A shadow crept into Challoner's face, but he banished it.
"I am happy in having a wife who won't see my faults." Then he added humorously: "After all, however, that's not good for one."
Blanche gave him a tender smile; but he did not see it, for he was gazing at a man who came down the steps from the neighboring cable railway. The newcomer was about thirty years old, of average height, and strongly made. His face was deeply sunburned and he had eyes of a curious dark blue, with a twinkle in them, and dark lashes, though his hair was fair. As he drew nearer, Blanche was struck by something that suggested the family likeness of the Challoners. He had their firm mouth and wide forehead, but by no means their somewhat austere expression. He looked as if he went carelessly through life and could readily be amused. Then he saw Bertram, and, starting, made as if he would pass the entrance to the gallery, and Blanche turned her surprised glance upon her husband. Bertram's hand was tightly closed on the glasses he held, and his face was tense and flushed, but he stepped forward with a cry:
"Dick!"
The newcomer moved toward him, and Blanche knew that he was the man who had brought dishonor upon her husband's family.
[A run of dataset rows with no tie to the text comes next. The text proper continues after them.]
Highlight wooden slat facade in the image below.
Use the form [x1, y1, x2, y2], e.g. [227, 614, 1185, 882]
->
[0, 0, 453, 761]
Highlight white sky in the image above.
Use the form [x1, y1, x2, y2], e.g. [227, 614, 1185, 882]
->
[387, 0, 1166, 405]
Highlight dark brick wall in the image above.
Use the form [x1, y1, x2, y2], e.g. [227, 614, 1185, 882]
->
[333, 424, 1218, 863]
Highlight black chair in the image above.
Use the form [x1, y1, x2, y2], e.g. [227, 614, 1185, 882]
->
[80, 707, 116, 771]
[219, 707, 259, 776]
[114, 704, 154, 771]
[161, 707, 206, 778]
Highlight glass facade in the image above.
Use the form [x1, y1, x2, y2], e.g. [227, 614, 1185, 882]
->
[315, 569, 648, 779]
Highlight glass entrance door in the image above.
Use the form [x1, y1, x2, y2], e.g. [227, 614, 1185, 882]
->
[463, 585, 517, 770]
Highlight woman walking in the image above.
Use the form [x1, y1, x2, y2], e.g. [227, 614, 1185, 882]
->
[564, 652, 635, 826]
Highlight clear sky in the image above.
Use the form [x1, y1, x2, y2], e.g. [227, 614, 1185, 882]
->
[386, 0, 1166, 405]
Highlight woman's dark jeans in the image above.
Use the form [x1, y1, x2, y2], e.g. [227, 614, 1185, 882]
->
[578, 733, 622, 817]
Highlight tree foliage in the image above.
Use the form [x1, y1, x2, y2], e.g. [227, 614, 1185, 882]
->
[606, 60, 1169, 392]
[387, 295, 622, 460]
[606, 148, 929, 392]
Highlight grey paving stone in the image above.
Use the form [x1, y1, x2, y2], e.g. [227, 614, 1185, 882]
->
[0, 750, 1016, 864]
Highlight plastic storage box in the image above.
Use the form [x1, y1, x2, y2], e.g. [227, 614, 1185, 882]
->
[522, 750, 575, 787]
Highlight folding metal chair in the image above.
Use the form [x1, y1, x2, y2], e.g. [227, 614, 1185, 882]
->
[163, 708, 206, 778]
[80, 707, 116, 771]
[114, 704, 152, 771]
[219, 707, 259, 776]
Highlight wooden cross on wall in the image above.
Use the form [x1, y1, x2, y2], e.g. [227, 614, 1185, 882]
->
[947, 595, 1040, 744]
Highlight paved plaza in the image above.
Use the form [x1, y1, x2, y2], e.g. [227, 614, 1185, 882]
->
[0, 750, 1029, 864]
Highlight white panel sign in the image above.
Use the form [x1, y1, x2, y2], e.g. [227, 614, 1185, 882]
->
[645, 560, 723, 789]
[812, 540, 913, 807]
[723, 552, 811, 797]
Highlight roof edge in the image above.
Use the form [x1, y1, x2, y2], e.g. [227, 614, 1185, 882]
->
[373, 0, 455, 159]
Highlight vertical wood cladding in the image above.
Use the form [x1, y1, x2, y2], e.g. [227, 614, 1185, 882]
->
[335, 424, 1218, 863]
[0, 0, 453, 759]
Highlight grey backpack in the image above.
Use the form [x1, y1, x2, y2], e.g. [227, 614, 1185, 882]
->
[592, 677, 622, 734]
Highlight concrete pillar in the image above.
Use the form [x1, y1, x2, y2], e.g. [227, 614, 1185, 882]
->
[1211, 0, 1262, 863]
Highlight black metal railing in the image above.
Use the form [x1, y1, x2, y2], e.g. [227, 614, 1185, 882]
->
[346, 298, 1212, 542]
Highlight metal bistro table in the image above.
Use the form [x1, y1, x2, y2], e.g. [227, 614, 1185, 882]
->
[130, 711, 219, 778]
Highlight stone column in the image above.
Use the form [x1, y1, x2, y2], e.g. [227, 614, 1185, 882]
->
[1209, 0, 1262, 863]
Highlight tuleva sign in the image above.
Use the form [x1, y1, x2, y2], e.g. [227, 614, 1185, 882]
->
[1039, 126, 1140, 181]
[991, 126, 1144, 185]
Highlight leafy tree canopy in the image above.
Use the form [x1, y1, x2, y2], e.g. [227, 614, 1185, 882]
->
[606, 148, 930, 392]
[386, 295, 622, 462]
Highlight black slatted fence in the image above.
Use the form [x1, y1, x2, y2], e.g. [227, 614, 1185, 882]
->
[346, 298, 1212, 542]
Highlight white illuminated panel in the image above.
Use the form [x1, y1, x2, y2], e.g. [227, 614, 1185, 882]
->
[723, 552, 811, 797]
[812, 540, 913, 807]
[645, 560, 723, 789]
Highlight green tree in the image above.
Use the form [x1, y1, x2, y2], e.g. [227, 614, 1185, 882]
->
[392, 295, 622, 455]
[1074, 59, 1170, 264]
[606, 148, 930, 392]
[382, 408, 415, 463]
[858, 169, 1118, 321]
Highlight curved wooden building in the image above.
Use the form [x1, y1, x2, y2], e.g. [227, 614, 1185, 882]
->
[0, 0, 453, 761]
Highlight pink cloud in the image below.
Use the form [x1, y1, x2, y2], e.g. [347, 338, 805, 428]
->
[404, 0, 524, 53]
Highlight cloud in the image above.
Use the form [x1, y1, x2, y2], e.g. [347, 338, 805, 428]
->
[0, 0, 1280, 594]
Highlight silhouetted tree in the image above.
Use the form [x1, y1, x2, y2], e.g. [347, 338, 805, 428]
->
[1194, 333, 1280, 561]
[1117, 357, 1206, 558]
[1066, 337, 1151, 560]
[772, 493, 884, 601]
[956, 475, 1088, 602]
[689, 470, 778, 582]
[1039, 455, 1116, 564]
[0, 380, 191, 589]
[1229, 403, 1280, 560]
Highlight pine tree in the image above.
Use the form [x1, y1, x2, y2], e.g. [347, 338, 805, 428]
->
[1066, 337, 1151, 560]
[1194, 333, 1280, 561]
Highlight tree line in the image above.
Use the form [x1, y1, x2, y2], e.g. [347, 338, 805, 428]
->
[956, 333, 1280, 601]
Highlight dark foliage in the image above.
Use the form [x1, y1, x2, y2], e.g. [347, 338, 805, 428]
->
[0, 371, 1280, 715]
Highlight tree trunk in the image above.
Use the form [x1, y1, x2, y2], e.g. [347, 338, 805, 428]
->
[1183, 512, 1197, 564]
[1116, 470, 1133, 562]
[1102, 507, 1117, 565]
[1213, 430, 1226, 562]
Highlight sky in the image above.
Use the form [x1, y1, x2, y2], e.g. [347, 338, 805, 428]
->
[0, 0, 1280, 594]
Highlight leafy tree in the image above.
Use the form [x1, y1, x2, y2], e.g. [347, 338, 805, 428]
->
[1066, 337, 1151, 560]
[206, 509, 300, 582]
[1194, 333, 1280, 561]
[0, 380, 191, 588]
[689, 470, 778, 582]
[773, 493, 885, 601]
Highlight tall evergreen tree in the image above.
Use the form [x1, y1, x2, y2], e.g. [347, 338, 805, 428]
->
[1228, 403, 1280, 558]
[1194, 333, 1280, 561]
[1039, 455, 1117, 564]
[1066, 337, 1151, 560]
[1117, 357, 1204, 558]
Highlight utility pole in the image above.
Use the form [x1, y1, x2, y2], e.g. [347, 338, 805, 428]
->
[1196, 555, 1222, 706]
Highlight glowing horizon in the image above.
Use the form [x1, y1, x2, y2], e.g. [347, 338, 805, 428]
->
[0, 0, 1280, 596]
"This is a fortunate meeting," Bertram said, and his voice was cordial, though rather strained. "Blanche, here's my cousin, Dick Blake."
Blake showed no awkwardness. Indeed, on the whole, he looked amused; but his face grew graver as he fixed his eyes on Mrs. Challoner.
"Though I'm rather late, you'll let me wish you happiness," he said. "I believe it will be yours. Bertram's a good fellow; I have much to thank him for."
There was a sincerity and a hint of affection in his tone, and Bertram looked uncomfortable.